The pipeline utilizes a self-defined metric called the difference index to quantify the discrepancy in observed accuracy between the forward and reverse strands at individual sites. This difference index serves as a measure of the potential modification probability. A higher value of the difference index indicates a higher likelihood of modification at the corresponding site.
# Installation
To use this tool, you'll need to install additional tools or packages for read processing, including samtools and minimap2. The following command can help you install dependencies.
```shell
# test version for dependencies
# minimap2 2.17
# samtools 1.17
# bedtools 2.30.0
conda install -c bioconda -c conda-forge minimap2 samtools bedtools -y
conda install -c bioconda -c conda-forge minimap2==2.17 samtools==1.17 bedtools==2.30.0 -y
```
To install this tool, please use the following command.
```shell
pip install Hammerhead-View
```
# Quick usage
`Hammerhead` can be run in two different strategies to detect methylation:
This first strategy is to select the sites with a difference index over the cutoff, the default is 0.35.
```shell
hammerhead --ref genome.fa --read input.fastq --cpu 4
```
The second strategy is to select the top N sites, based on the difference index sorted from the largest to the smallest, the default number is 2000.
```shell
hammerhead --ref genome.fa --read input.fastq --cpu 4 --method top
```
# Example
Here, we provide demo datasets for testing the `Hammerhead`. The following commands can help to download them.
```shell
wget https://figshare.com/ndownloader/files/46437190 -O ecoli.fa
wget https://figshare.com/ndownloader/files/46437193 -O test.fastq.gz
```
Please run the following command to start data analysis!
```shell
hammerhead --ref ecoli.fa --read test.fastq.gz --min_depth 5 --min_depth_strand 3
```
**Note:** The arguments used in this command were for demonstration purposes only (the read coverage of data was too shallow) and may not reflect the optimal settings for your dataset.

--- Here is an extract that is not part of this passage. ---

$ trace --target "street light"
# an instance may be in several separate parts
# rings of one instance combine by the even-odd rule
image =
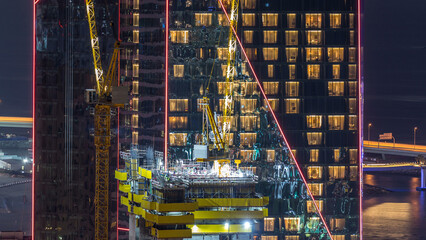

It is generally recommended to use the default arguments when you have sufficient read coverage, typically considered to be more than 50-fold coverage.
# Tool showcase
To show the potential of Hammerhead to identify the modifications in the bacterium. Here, two datasets from *E. coli* were used to call methylation including whole-genome sequencing (WGS) and whole-genome amplification (WGA) R10.4.1 simplex reads. The *dam* and *dcm* genes were found in the genome of the used *E. coli* strain. These two genes are associated with the G6mATC and C5mCWGG methylation.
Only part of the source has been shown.